Tuesday, June 23, 2009

Howdy!

Hey y'all

I had my first encounter with a Texan cowboy on campus today, he had the hat, the boots, and even said "howdy" to me. :)

Yesterday was the third part of the Monday Lecture Series. Dr. Blanca Restrepo spoke on the correlation between Diabetes and Tuberculosis. Texas has 10/100,000 TB cases and the state of Tamaulipas in Mexico has 45/100,000 TB cases. TB is a disease without borders and needs to be controlled on both sides of the border. The Rio Grande River may provide a boundary between the US and Mexico, but it doesn't prevent the spread of disease.

A few TB stats:
-there are 8.8 million new TB cases a year;
-every 19 seconds someone dies from TB;
-1/3 of the world population is infected with TB.

Diabetes is the first non-contagious disease to be given a pandemic level title. Diabetes occurs across the world and has only hightened due to urbanization. Movement from rural to urban creates health altering lifestyle changes. Individuals who used to farm and live from the crops off their land are now purchasing food in grocery stores.
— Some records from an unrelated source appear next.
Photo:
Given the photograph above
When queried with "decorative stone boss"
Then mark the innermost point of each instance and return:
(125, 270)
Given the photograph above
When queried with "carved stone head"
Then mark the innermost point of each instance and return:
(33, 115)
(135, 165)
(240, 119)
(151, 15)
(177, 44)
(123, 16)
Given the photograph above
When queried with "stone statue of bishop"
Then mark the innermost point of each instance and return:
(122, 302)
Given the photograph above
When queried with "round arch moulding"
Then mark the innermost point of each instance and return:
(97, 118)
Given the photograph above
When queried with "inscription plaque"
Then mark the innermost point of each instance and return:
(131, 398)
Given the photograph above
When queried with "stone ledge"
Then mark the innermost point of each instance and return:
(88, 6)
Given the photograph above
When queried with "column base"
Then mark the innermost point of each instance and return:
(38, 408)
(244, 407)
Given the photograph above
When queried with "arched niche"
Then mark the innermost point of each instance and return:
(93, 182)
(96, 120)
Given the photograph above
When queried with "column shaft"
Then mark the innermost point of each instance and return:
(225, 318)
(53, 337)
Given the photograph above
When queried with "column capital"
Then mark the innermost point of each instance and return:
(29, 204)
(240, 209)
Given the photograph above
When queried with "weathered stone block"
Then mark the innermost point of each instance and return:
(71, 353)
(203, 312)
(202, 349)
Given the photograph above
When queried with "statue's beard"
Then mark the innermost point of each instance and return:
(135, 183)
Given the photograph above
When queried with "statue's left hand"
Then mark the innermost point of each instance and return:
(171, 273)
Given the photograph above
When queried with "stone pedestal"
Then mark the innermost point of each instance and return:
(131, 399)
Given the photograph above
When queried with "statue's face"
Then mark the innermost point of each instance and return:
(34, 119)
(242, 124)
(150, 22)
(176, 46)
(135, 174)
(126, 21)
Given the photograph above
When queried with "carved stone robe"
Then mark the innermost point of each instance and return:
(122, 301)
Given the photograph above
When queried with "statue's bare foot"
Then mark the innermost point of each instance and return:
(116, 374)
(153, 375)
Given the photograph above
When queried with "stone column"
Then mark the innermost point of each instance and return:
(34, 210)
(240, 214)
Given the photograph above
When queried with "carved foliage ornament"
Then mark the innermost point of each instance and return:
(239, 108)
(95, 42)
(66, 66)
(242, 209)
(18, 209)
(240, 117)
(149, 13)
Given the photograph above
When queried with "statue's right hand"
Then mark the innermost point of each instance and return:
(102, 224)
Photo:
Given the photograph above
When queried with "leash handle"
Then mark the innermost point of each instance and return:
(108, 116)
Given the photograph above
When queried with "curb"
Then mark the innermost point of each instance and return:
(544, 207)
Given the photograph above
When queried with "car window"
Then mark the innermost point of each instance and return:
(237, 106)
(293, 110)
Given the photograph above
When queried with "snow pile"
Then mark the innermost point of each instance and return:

Also individuals who used to depend on walking as their key mode of transporation now have urban transportation.

Dr. Blanca Restrepo's research shows that Diabetes is a contributing risk factor to TB. She is researching whether individuals with Diabetes are more infectious and also if individuals with Diabetes are more prone to TB. An interesting finding is that individuals with Diabetes and TB are more likely to have Multiple Drug Resistant TB, but not because they're not compliant with drug therapy, there's something unique to Diabetes.

I understood everything thus far, then Professor Restrepo started talking about flurochrome, primer, loop, stem, target, PCR, mutation, strains, isolates, beacons, CAC, TTT, GTC, and GAG... I got lost somewhere amongst all of the microbiology terms and figures.

By the end, all I got was "those who are naive are more likely to be susceptible to TB." Hum, I think I missed something, there were some letters before "naive," but maybe this is why health education is so important. So there ya have it, the correlation between Diabetes and TB proves the importance of health education, ta-da!! :)

This lecture in combination with the diabetes class for patients that I've been attending on Tuesdays at the Health Center have made me realize the extreme importance of understanding, preventing, and maintaining diabetes!

1 comment:

  1. mmm...microbiology...gotta love it. I'm watching "The Facts of Life" and thinking of you!